Aquatic Photodegradation of Polychlorinated Dibenzofurans:  Rates and Photoproduct Analysis

The aquatic photochemistry of 2,3,7,8-tetrachlorodibenzofuran (T4CDF) and 2,3,4,7,8-pentachlorodibenzofuran (P5CDF) was studied in the laboratory using a xenon light source and under sunlight conditions at 50° N latitude at the Experimental Lakes Area of northwestern Ontario, Canada. Under midsummer sunlight conditions 3H-T44CDF and 14C-P5CDF photolyzed slowly in 25:10 (v/v) distilled water/acetonitrile solutions with rate constants of 0.11 ± 0.01 and 0.015 ± 0.007 d-1, respectively.

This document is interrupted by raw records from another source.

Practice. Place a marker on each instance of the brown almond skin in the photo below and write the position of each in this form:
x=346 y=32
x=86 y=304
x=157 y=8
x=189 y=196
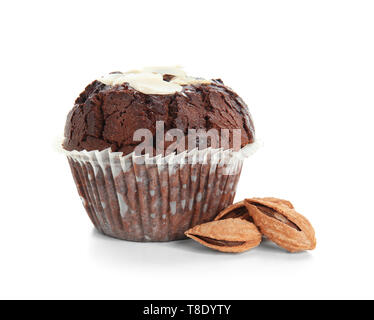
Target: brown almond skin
x=236 y=210
x=284 y=234
x=278 y=201
x=239 y=210
x=228 y=235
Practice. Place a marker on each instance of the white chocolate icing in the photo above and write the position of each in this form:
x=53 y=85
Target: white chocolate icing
x=150 y=80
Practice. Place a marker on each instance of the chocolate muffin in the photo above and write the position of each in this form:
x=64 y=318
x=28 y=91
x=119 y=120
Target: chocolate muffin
x=155 y=200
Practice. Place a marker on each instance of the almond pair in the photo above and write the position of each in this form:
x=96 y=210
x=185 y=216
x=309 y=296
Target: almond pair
x=240 y=227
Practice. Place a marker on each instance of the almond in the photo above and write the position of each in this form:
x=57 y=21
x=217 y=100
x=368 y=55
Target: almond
x=229 y=235
x=282 y=224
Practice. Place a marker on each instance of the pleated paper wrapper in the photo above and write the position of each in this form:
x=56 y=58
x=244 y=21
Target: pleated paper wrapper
x=141 y=198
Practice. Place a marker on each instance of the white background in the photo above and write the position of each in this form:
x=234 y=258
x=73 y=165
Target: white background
x=306 y=71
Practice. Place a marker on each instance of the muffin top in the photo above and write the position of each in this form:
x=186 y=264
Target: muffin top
x=111 y=109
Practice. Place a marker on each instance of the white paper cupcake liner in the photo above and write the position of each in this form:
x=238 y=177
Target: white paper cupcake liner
x=159 y=198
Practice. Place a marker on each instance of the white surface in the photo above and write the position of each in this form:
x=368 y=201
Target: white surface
x=305 y=69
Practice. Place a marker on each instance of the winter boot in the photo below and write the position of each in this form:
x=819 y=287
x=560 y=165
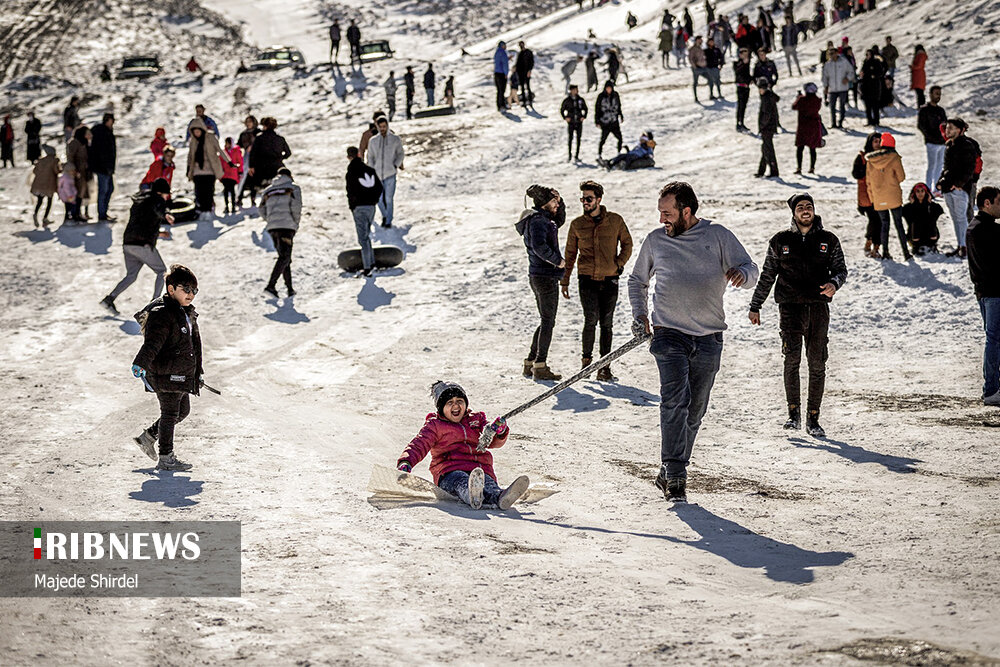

Both congeners experienced enhanced degradation rates in lake water, with rate constants of 0.58 ± 0.05 and 3.6 ± 0.3 d-1. Photoproduct analysis confirmed reductive dechlorination as a degradative pathway for both PCDFs in lake water. Three T4CDFs were detected as photoproducts of 23478-P5CDF, with two of these products identified by GC/MS as 2368- and 2348-T4CDF. Similarly, one T3CDF was detected in the photolysis of 2378-T4CDF, although the specific congener was not identified. One polar photoproduct was detected in the photolysis of 23478-P5CDF in lake water. Although the identity of this product could not be confirmed, GC/MS analysis of the TMS derivative suggested a hydroxylated, completely dechlorinated compound with an apparent M+ = 330 amu. Photolysis of nonchlorinated dibenzofuran in lake water yielded 2,2‘-dihydroxybiphenyl as photoproduct, with this product producing a trihydroxybiphenyl, tentatively identified as 2,2‘,3-trihydroxybiphenyl, under similar conditions. The results show that reductive dechlorination, C−O cleavage, and hydroxylation all play a role in the photolytic transformation of PCDFs and the dibenzofuran nucleus in natural water.